Znalazł się inwestor wyrażający chęć uczestnictwa w kosztach budowy lotniska w Suwałkach. Władze miasta wciąż czekają jednak na pozwolenie na jego budowę. Wyda ją wojewoda podlaski. Wniosek w tej sprawie złożono w ubiegłym tygodniu.
Władze miasta Suwałki złożyły do wojewody podlaskiego wniosek w sprawie pozwolenia na budowę lokalnego lotniska,
o szacunkowej wartości 15 mln zł w ubiegłym tygodniu. Ten, od momentu wszczęcia procedury, będzie miał 65 dni na podjęcie decyzji. Władze Suwałk, nie czekając na decyzję wojewody, już teraz chcą podpisać umowę z prywatnym inwestorem, który zgodził się wyłożyć pieniądze na inwestycję.

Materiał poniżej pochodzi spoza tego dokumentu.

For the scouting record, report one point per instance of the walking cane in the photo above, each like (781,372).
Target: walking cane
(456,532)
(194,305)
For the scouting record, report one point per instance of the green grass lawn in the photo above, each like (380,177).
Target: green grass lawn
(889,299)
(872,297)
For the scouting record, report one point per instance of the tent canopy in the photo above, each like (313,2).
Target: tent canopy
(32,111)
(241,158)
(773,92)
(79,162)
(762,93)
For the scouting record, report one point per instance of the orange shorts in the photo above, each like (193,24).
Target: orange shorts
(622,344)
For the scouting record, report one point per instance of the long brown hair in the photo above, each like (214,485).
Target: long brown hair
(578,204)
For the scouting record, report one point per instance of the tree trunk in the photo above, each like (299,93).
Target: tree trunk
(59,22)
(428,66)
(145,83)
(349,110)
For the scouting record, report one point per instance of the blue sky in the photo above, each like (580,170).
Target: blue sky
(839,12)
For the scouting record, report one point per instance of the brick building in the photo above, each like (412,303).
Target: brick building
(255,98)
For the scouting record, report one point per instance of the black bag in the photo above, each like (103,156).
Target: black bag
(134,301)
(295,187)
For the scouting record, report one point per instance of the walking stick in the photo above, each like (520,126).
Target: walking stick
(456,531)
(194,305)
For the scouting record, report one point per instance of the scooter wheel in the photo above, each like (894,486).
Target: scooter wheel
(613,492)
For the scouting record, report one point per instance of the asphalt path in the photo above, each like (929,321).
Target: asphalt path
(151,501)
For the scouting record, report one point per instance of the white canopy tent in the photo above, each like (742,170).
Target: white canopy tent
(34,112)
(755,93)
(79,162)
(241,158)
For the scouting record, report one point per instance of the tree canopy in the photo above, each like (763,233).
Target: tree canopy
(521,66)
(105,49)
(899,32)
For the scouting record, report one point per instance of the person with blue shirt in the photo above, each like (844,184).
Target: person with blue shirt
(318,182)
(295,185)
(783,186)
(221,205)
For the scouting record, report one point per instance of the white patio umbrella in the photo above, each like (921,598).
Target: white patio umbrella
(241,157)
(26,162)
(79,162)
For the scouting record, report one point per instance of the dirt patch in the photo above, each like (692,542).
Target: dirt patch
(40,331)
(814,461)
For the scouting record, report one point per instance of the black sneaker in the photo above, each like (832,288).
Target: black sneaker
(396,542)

Póki co miasto nie zdradza, kim jest inwestor i jaką kwotą planuje wesprzeć przedsięwzięcie. Wiadomo jedynie, że jest to lokalna firma. Umowa ma zostać podpisana jeszcze w lipcu. W sierpniu, mimo tego, że w urzędzie wojewódzkim będzie się toczyła procedura wydawania pozwolenia na budowę, miasto planuje ogłosić przetarg na budowę drogi startowej.

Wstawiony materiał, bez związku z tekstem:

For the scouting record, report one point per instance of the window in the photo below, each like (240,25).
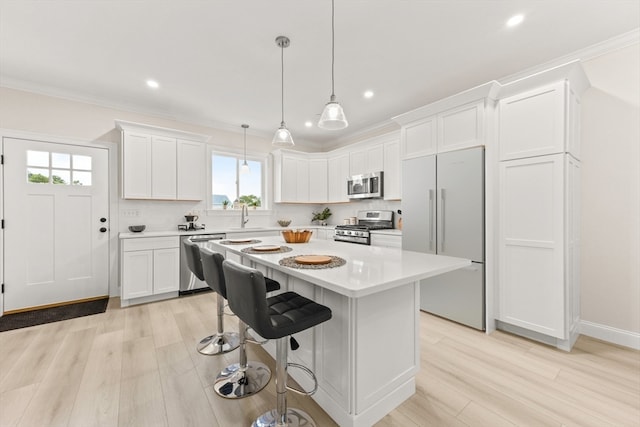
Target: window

Cała inwestycja zajmie około 100 hektarów. Betonowy pas o długości 1350 metrów będzie się znajdował na terenie istniejącego już, trawiastego lotniska. Poza pasem, planowana jest tu również budowa minimalnej infrastruktury, niezbędnej do obsługi niewielkich samolotów. Pieniądze będą pochodzić z budżetu miasta. Budowa lotniska mogłaby się rozpocząć jeszcze w tym roku i zakończyć we wrześniu 2018 roku. Koszty inwestycji szacuje się na około 15 mln zł.